—Quelle assommante ville que celle-ci!
Un soir, il ajouta:
—On doit s'y ennuyer en peinture. Je ne voudrais pas être le modèle que tu copies. Cette pauvre belle comtesse en robe noir et or, qui est là accrochée depuis deux cents ans, si ses doux yeux ne l'ont pas damnée, elle doit se damner dans le ciel de voir son image enfermée dans ce maussade pays.
—Et pourtant, répondit Thérèse, elle y a toujours le privilége de la beauté, le succès qui survit à la mort, et que la main d'un maître éternise. Toute desséchée qu'elle est au fond de sa tombe, elle a encore des amants; tous les jours, je vois des jeunes gens, insensibles d'ailleurs au mérite de la peinture, rester en extase devant cette beauté qui semble respirer et sourire avec un calme triomphant.

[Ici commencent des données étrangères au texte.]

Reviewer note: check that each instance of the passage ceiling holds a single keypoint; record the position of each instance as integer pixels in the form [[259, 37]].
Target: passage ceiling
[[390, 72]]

—Elle te ressemble, Thérèse, sais-tu cela? Elle a un peu du sphinx, et je ne m'étonne pas de ta passion pour son mystérieux sourire. On dit que les artistes créent toujours dans leur nature: il est tout simple que tu aies choisi les portraits de Van Dyck pour ton école d'apprentissage. Il faisait grand, mince, élégant et fier comme ta forme.
—Voilà des compliments! arrête-toi là, je vois que la moquerie va arriver.

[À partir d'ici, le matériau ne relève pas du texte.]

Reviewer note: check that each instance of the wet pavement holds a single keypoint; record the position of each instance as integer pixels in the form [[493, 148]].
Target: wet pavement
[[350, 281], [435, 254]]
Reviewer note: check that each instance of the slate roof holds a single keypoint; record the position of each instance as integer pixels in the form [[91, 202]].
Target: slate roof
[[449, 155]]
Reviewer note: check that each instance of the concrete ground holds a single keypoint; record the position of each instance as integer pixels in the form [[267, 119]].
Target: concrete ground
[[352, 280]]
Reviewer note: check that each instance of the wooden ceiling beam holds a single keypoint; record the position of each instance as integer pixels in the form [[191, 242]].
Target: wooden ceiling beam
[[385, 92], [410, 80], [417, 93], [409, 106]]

—Non, je ne suis pas en train de rire. Tu sais bien que je ne ris plus, moi. Avec toi, il faut tout prendre au sérieux: je me conforme à l'ordonnance. Je dis seulement une chose triste. C'est que ta défunte comtesse doit être bien lasse d'être toujours belle de la même façon. Une idée, Thérèse! un rêve fantastique qui me vient de ce que tu disais tout à l'heure. Écoute.
«Un jeune homme, qui avait probablement des notions de sculpture, se prit d'un amour pour une statue de marbre couchée sur un tombeau. Il en devint fou, et ce pauvre fou souleva un jour la pierre pour voir ce qu'il restait de cette belle femme dans le sarcophage. Il y trouva… ce qu'il y devait trouver, l'imbécile! une momie! Alors la raison lui revint, et, embrassant ce squelette, il lui dit: «Je t'aime mieux ainsi; au moins, tu es quelque chose qui a vécu, tandis que j'étais épris d'une pierre qui n'a jamais eu conscience d'elle-même.»
—Je ne comprends pas, dit Thérèse.
—Ni moi non plus, répondit Laurent; mais peut-être qu'en amour la statue est ce qu'on édifie dans sa tête, et la momie, ce que l'on ramasse dans son coeur.